The average UK household had £157 per week of discretionary income in May, down £1 or 0.5% on a year earlier, supermarket Asda’s Income Tracker showed.
That remains below the £165 peak seen in early 2010, as higher gas, electricity and water bills heap further pressure on cash-strapped consumers.
And disposable income fell despite an increase in the personal tax allowance – the part of earnings on which no tax is paid – to £9,440 in the current tax year from £8,105 a year earlier.
Asda chief executive Andy Clarke said: “Last month the increase in personal tax allowance relieved the pressure on family budgets, as green shoots in the economy started to emerge.
“However, the reality of three years of near continuous decline in disposable income means families don’t feel any better off.
“The fluctuation of disposable income levels throughout 2013 further demonstrates the fragility of spare cash available to families, which is crucial to stimulating economic growth.”

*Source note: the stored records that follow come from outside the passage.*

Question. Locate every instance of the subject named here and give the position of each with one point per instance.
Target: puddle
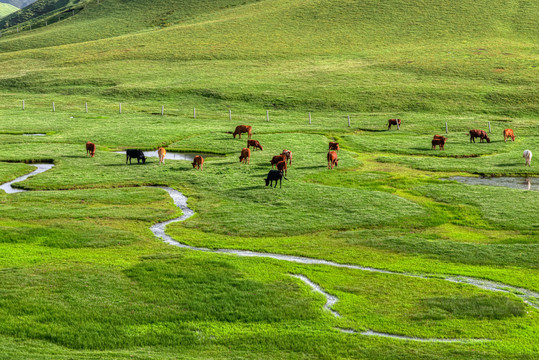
(40, 168)
(330, 299)
(529, 297)
(516, 182)
(174, 155)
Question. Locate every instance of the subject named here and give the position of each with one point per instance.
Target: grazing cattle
(288, 155)
(527, 155)
(241, 129)
(394, 122)
(245, 155)
(480, 134)
(508, 133)
(277, 159)
(332, 159)
(440, 141)
(90, 148)
(281, 166)
(198, 161)
(161, 152)
(255, 144)
(135, 153)
(334, 146)
(275, 175)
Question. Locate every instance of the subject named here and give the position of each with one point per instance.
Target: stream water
(40, 168)
(529, 297)
(523, 183)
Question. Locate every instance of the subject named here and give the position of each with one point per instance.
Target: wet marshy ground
(514, 182)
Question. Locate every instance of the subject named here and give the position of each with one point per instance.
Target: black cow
(275, 175)
(135, 153)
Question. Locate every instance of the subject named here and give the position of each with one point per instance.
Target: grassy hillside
(82, 275)
(6, 9)
(477, 57)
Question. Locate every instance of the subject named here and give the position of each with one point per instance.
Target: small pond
(514, 182)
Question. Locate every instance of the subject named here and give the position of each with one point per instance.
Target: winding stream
(40, 168)
(529, 297)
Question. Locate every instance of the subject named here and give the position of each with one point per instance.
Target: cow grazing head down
(198, 162)
(275, 175)
(135, 153)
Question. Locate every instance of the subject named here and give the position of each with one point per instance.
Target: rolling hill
(475, 56)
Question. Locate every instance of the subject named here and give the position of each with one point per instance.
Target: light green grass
(84, 277)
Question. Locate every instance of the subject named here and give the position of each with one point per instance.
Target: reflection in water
(505, 181)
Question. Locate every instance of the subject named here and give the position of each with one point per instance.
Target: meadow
(82, 275)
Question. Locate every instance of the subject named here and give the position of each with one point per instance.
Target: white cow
(528, 156)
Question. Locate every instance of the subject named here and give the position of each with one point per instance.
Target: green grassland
(6, 9)
(81, 274)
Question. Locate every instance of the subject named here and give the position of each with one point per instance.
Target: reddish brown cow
(332, 159)
(480, 134)
(334, 146)
(245, 155)
(281, 166)
(90, 148)
(161, 152)
(288, 155)
(508, 133)
(242, 129)
(198, 161)
(440, 141)
(277, 159)
(394, 122)
(255, 144)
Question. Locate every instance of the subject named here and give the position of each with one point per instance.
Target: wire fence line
(226, 113)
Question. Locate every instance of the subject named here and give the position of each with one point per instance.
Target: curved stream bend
(40, 168)
(529, 297)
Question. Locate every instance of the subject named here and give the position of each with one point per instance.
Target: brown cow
(90, 148)
(245, 155)
(198, 161)
(277, 159)
(241, 129)
(334, 146)
(394, 122)
(161, 152)
(332, 159)
(508, 133)
(480, 134)
(255, 144)
(438, 140)
(288, 155)
(281, 166)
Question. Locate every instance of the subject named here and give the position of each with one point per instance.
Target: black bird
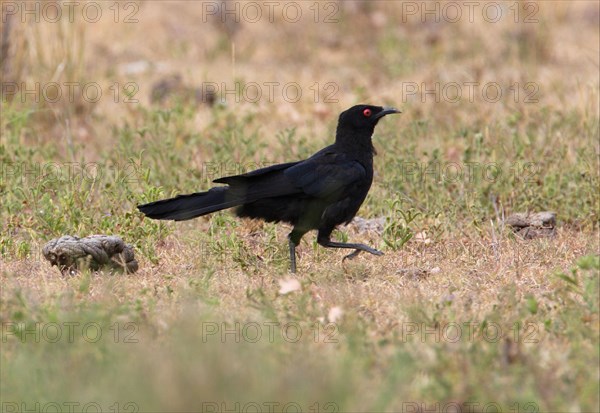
(319, 193)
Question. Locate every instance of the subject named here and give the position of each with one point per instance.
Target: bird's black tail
(191, 206)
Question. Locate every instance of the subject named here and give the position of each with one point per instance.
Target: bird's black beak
(385, 111)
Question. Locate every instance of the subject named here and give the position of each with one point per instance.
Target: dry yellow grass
(470, 272)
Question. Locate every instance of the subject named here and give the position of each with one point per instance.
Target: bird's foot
(358, 251)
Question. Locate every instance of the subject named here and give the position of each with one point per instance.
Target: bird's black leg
(294, 237)
(358, 247)
(292, 256)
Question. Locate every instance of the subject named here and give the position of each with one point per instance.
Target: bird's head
(358, 123)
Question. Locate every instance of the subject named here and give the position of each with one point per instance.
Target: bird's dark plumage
(319, 193)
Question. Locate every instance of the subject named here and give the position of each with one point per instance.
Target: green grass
(459, 311)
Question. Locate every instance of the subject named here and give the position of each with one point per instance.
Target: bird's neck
(356, 141)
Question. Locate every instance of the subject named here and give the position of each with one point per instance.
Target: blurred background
(294, 63)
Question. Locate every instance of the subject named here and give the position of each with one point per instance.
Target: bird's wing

Figures recently showed the squeeze on consumers intensified last month as soaring air fares and more expensive clothing and footwear lifted inflation higher than expected.

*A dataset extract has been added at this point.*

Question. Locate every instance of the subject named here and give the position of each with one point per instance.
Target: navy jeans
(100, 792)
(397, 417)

Consumer Prices Index (CPI) inflation climbed to 2.7% in May, from 2.4% in April, the Office for National Statistics (ONS) said.
That leaves inflation stubbornly above the Bank of England’s 2% target, which it has not hit since late 2009.
But while inflation is expected to peak at about 3% in coming months, economists believe it will then begin a “slow but steady” drift down.
Inflation continues to outstrip wage rises, with average earnings increasing by just 1.3% in the year to April and 0.7% on the previous month, the ONS said recently.
Rob Harbron, economist at the Centre for Economics and Business Research, said: “Household incomes are struggling to keep pace with the rising price of essentials, leaving discretionary spending power £8 per week lower than its peak seen in 2010.
“Although reduced motor fuel costs, higher tax-free personal allowances and solid job creation in the private sector have helped support household finances, the weakness of earnings growth, capped benefits growth and above-target inflation remain ongoing pressures.”
Asda’s measure of disposable income is based on what remains after accounting for essentials such as taxes, food, bills, transport, clothing and housing costs.
However, disposable income has risen from a low of £151 in late 2011, the supermarket said.